Depuis 2009 ils « animent » le groupe EFDD avec le Movimento 5 Stelle de Beppe Grillo, respectivement 22 et 17 eurodéputés, les autres délégations étant représentées par seulement un ou deux élus. Les Britanniques représentent donc 49% de l’ensemble du groupe. La logique de ce parti est difficile à cerner en dehors des slogans visant le départ du Royaume-Uni de l’Union européenne. Pour illustration, si de manière générale les députés britanniques restent loyaux à la ligne de leur groupe (86% des votes), les députés italiens au contraire s’en éloignent dans plus de 50% des situations de votes (52%).

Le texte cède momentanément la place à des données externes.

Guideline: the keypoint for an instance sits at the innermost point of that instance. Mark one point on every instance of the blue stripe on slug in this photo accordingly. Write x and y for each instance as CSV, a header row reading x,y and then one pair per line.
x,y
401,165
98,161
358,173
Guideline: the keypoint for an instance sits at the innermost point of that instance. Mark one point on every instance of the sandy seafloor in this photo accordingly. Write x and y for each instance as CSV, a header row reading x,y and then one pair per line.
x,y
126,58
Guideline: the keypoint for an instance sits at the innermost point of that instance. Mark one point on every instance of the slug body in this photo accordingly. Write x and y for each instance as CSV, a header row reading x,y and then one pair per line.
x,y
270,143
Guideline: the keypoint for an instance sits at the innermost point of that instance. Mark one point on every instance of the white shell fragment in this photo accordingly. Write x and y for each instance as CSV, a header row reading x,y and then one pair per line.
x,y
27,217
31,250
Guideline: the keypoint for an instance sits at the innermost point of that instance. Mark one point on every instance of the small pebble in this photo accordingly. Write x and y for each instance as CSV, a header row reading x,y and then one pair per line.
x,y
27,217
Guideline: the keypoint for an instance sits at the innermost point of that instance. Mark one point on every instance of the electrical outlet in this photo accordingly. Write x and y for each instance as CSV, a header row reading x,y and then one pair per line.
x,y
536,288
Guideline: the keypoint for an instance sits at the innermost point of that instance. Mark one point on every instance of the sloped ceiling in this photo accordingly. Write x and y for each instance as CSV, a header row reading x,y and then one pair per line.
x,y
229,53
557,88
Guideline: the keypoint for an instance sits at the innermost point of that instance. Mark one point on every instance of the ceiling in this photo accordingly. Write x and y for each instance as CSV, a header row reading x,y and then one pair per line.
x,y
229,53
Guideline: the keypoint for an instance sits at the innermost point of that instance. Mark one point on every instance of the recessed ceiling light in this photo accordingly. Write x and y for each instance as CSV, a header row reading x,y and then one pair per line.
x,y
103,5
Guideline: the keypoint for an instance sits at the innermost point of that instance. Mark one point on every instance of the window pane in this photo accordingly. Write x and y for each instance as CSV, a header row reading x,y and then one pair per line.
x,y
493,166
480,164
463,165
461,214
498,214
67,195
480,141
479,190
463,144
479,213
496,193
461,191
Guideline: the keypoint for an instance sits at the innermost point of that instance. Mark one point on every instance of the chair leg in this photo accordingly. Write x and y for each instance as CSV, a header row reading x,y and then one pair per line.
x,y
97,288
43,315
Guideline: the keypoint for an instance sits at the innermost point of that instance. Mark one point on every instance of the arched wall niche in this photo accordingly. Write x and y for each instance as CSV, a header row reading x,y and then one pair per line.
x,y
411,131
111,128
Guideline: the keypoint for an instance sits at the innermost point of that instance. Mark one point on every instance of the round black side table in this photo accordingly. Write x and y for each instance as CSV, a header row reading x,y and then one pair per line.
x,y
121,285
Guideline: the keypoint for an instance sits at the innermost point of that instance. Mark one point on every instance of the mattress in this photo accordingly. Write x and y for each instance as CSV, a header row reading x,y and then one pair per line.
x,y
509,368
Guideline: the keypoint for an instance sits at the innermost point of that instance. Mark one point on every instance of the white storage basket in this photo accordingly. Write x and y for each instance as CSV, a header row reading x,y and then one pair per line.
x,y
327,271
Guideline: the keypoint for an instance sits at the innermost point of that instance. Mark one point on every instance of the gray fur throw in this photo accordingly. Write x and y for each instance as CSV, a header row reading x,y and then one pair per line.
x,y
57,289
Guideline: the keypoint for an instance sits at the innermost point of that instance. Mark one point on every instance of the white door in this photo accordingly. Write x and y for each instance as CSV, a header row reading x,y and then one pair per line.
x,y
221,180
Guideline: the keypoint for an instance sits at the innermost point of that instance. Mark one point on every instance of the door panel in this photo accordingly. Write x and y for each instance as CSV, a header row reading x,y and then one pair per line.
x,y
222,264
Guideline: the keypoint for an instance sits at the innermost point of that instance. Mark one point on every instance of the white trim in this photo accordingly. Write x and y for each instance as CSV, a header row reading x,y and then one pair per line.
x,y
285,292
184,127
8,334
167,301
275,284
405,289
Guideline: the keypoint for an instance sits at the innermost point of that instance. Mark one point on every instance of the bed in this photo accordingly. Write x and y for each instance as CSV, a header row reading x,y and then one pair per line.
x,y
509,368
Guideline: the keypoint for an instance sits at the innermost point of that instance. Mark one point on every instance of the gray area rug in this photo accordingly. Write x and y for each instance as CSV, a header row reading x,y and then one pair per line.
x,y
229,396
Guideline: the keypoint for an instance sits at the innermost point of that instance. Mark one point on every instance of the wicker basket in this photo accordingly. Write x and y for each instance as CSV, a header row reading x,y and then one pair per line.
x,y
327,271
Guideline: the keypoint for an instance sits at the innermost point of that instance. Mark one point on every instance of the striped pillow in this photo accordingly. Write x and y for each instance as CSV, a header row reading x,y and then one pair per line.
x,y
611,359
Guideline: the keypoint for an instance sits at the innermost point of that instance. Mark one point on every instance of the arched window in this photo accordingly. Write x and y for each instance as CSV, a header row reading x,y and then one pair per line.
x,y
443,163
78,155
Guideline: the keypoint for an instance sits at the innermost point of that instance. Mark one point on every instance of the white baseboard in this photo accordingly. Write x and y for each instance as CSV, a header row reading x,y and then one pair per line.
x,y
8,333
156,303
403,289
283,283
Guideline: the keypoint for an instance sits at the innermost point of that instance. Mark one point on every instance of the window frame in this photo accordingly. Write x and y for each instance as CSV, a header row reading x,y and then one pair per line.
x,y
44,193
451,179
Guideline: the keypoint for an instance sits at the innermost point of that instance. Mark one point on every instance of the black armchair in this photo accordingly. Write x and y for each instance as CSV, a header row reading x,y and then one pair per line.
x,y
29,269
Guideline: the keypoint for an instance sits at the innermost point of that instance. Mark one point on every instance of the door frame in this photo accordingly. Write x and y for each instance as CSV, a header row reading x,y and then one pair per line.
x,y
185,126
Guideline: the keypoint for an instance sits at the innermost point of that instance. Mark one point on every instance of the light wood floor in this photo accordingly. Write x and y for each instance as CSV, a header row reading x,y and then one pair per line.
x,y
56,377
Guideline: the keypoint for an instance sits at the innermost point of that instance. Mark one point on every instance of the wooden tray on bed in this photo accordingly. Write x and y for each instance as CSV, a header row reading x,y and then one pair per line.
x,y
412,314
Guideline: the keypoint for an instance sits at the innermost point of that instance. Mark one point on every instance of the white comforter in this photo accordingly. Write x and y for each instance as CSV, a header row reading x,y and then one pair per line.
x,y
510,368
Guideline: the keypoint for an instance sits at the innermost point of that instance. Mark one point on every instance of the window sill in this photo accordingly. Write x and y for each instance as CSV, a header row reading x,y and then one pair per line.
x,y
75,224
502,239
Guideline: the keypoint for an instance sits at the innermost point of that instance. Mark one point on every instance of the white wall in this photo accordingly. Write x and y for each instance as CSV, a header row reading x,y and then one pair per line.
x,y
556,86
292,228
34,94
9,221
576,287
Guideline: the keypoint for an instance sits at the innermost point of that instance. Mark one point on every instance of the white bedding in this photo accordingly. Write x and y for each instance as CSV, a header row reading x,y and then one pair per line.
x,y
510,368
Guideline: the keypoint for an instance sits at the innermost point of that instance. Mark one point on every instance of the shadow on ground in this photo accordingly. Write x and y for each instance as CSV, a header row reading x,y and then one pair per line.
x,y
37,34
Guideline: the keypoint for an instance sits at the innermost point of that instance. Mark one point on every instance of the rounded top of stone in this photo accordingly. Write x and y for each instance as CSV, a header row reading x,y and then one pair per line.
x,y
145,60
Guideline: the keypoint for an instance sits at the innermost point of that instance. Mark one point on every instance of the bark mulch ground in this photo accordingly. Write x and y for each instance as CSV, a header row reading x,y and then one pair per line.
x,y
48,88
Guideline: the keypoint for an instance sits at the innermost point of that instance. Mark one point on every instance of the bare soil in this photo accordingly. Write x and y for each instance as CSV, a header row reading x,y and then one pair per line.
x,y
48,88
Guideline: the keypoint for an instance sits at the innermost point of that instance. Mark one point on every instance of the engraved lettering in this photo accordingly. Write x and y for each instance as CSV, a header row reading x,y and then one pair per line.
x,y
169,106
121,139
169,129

En conséquence, il s’agit souvent du mariage de la carpe et du lapin tant il est difficile d’établir une ligne commune entre les partis composants ce groupe : une fois sur deux les Italiens du mouvement 5 étoiles et les élus de UKIP votent de façon distincte !

Plus qu’une logique constructive, et participative, la constitution de ce groupe offre une vitrine au leader pro Brexit dont la fonction de président de groupe lui permet d’invectiver la Commission ou les chefs d’Etats et de gouvernements lors de leur venue en plénière et espérer une reprise médiatique. Dominé par la délégation britannique, sans cohésion réelle à l’exception d’un rejet mécanique des propositions institutionnelles, ce groupe ne compte pas dans la composition des majorités lors de votes. De manière générale, ils n’intègrent ces majorités que dans 28% des situations de votes seulement.

Ces données montrent que les eurodéputés de UKIP, sur le modèle des députés du Front National ou du mouvement 5 étoiles, bien qu’à chaque fois présents en nombre avec une vingtaine de députés et représentant un tiers des délégations nationales, ne contribuent pas à l’élaboration des politiques publiques européennes.

Une stratégie à repenser

Concentrés numériquement au sein de trois groupes politiques, les eurodéputés britanniques obtiennent quelques postes à responsabilité sur certaines thématiques identifiées comme essentielles pour le Royaume-Uni.

Divisés politiquement, leur influence est marginale au sein d’un Parlement européen gouverné par une grande coalition. Seuls les travaillistes contribuent significativement à l’activité parlementaire grâce à leur poids au sein du S&D. Ils sont aussi bien « loyaux » envers leur parti national qu’envers leur groupe parlementaire et s’intègrent ainsi dans l’élaboration des compromis politiques du Parlement. En revanche, les deux autres groupes à majorité britannique exercent un poids relatif: les députés UKIP s’appuient sur la caisse de résonnance médiatique offerte par l’institution mais sans ligne directrice constructive pour être un interlocuteur crédible ; les conservateurs paient une stratégie d’isolement floue. L’approche de David Cameron d'exfiltrer son parti de la droite européenne au Parlement européen a eu pour effet de supprimer « l’effet de levier » dont ils bénéficieraient en interne pour peser sur les choix du PPE. De plus, la scission entre les « proUE » et ceux favorables au Brexit marginalise le groupe ECR comme force contributive lors de l’élaboration des accords.

En cas de maintien du Royaume-Uni, et face à une crise d’autorité probable, une redéfinition de l’action des eurodéputés conservateurs semble nécessaire pour peser de nouveau au sein du Parlement européen.

Les propos tenus ici sont propres à l’auteur et ne sauraient engager l’institution dont il relève. Les pourcentages des votes cités sont issus de Votewatch.eu.